Psychologist Ole Ivar Lovaas developed ABA in the 1960s, based upon behaviorism. ABA doesn’t “cure” autism but helps children with autism better understand the rules and expectations of a world that oftentimes seems inconsistent, incoherent and frustrating to them. Caregivers and teachers at school and parents use ABA to help understand how to best support their children’s development.
Although early versions of ABA included negative reinforcement for unwanted behavior, the current version of ABA uses positive reinforcement to help foster desired behavior. ABA has garnered criticism for its intention to force children on the spectrum to behave in ways socially and academically acceptable rather than to consider autism an example of neurodiversity.
For some people, some behaviors manifested by their autistic neurodiversity hamper their ability to learn and function. That’s why ABA can prove helpful for some.

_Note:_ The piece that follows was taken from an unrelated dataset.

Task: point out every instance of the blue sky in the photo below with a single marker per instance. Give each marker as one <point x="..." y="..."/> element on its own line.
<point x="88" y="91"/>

“ABA definitely has a lot of positives,” said Susan L. Scharoun, Ph.D., associate professor in the department of psychology at Le Moyne College in Syracuse and psychologist with Elmcrest and Toomey Residential Services in Syracuse. “It’s used very successfully with some children.
I can’t say it’s a one-size-fits-all or every child with autism will benefit. It does come across as ‘everyone’ benefits.”
Tracking behaviors, antecedents and environmental factors is very time consuming. Scharoun said that some parents hire people to work with their children with ABA because it takes so much time.
“The vast majority of times, it’s successful when they have self-stimulating or self-injurious behaviors,” she said. “They often address those behaviors by altering the consequences. It focuses on the consequences: what does it give that child?”